Multi-species protein alignment of the TAC3 precursor protein in the region of the missense variant. The valine at position 74 of the feline TAC3 protein is conserved in most mammals, except primates. The 10 amino acid sequence of the mature neurokinin B signaling peptide is indicated in red. Amino acid sequences were derived from XP_003988973.1 (cat); NP_037383.1 (human); XP_005625588.1 (dog); NP_851360.1 (cattle); NP_033338.2 (mouse); NP_062035.1 (rat).

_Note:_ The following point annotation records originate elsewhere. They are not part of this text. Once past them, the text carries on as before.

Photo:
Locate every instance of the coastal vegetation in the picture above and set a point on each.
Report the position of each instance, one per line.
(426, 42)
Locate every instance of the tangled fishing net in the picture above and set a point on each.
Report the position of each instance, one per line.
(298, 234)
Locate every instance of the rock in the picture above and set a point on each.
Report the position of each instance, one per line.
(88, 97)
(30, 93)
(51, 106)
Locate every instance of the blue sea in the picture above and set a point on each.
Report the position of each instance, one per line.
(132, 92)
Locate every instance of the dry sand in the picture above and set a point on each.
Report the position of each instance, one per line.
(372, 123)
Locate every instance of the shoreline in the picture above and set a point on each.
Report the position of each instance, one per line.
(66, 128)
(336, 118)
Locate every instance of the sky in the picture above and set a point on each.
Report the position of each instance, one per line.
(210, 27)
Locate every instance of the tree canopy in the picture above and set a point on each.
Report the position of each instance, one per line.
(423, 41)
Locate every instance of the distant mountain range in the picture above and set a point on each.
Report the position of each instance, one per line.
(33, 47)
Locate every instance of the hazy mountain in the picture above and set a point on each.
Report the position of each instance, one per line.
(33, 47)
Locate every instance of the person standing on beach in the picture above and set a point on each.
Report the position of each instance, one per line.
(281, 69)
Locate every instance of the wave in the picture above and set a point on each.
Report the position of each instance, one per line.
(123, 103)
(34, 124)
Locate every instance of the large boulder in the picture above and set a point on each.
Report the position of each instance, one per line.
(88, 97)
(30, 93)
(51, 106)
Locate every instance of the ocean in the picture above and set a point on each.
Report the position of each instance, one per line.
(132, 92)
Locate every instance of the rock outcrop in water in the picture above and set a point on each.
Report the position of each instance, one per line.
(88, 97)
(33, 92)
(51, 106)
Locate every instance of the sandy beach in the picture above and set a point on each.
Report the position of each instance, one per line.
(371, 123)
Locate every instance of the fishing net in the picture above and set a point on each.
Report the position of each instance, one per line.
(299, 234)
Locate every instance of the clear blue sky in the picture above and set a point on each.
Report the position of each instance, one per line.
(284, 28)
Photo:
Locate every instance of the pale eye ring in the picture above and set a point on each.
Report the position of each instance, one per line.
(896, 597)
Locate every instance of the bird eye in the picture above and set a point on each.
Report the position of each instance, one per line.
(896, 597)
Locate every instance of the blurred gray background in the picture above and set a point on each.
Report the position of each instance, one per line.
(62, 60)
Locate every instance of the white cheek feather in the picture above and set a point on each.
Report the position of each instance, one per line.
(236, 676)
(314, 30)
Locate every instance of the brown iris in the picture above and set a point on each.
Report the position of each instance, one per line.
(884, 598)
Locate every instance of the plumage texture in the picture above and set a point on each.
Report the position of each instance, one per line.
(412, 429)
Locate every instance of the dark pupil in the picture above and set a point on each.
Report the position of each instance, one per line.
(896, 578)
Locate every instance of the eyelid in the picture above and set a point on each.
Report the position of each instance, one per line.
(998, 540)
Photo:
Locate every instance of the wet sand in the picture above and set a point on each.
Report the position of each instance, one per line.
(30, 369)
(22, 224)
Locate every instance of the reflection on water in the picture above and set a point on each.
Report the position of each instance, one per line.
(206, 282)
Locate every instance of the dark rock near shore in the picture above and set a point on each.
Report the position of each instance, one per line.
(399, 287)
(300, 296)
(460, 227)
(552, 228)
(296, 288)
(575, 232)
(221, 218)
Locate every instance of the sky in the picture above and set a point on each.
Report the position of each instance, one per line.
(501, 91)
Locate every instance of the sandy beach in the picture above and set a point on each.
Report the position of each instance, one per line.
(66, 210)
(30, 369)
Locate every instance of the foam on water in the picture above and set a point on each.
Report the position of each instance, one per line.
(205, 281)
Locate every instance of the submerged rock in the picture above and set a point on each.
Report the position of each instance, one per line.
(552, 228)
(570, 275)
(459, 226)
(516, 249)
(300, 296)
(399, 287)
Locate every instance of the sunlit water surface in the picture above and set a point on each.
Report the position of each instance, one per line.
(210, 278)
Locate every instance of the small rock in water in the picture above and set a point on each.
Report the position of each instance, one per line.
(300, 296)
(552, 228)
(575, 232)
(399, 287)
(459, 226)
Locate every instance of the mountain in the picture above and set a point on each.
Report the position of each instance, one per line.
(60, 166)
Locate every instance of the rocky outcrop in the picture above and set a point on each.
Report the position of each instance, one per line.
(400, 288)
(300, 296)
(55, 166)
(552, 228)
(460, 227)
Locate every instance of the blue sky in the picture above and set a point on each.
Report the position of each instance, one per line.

We confirmed the presence of the TAC3 variant by Sanger sequencing and genotyped 171 control cats (Figure 3). The case was homozygous for the mutant allele. Two domestic shorthair cats without reports of testicular hypoplasia or persistent primary dentition carried the alternative allele in a heterozygous state (Table 3; Table S1).
Figure 3

Details of the TAC3:c.220G>A variant. Representative electropherograms of three cats with different genotypes are shown. Exonic bases are shown in capital letters and intronic bases in lowercase letters.

Table 3

Genotype phenotype association of the TAC3:c.220G>A variant.

CatsG/GG/AA/A
Cases (n = 1)001
Control cats (n = 171)16920

4. Discussion

In this study, we identified a TAC3:c.220G>A (p.Val74Met) missense variant in a domestic shorthair cat with absent puberty characteristics, such as normal testicle growth and change in primary dentition. The phenotype closely resembled HH, which belongs to the larger group of disorders of sexual development (DSD). The predicted amino acid substitution affects a moderately conserved region of the TAC3 precursor protein, which is 11 residues away from the mature neurokinin B sequence. The affected cat was homozygous for the mutant allele, which was found to be rare in the normal cat population. It should also be noted that the variant is close to the exon/intron boundary and might have an effect on splicing. Due to a lack of suitable RNA samples, we could not experimentally assess the TAC3 mRNA splicing pattern in the affected cat. Cases of human HH have been reported to be caused by variants in either the TACR3 gene encoding the neurokinin B receptor or the TAC3 gene itself [32,39,40,41,42,43]. The phenotype of these patients is termed normosmic congenital hypogonadotropic hypogonadism (ncHH; OMIM #614839). ncHH is clinically characterized by a failure to enter puberty. Female patients have amenorrhea, absent breast development, and hypoplastic ovaries and uteri. Male patients have small testicles and micropenis. Body hair growth in ncHH patients resembles a juvenile pre-puberty state. ncHH in humans can be successfully treated by pulsatile administration of GnRH [42] or steroid hormones [43]. The known human pathogenic TAC3 variants consist of frameshift [43] and splice site [41,42] variants and a single missense variant, p.M90T, which affects the C-terminal residue of the mature neurokinin B peptide [32]. Additional likely pathogenic missense variants affecting the mature neurokinin B sequence were deposited in the ClinVar database. In felines, efforts are underway to develop a method to permanently sterilize cats by RNAi-mediated silencing of KISS1 and TAC3. This method is predicted to lead to a reduction in the stray animal population and therefore decrease animal suffering and vectors for human disease [44].

5. Conclusions

Our genetic data and existing knowledge regarding the physiological function of TAC3 suggest that the TAC3:c.220G>A (p.Val74Met) missense variant may be considered a candidate causative variant for the observed HH phenotype in the studied cat. Given that this is a single case investigation and that we have no functional confirmation of neurokinin B deficiency, this result must be considered preliminary and should be interpreted with caution.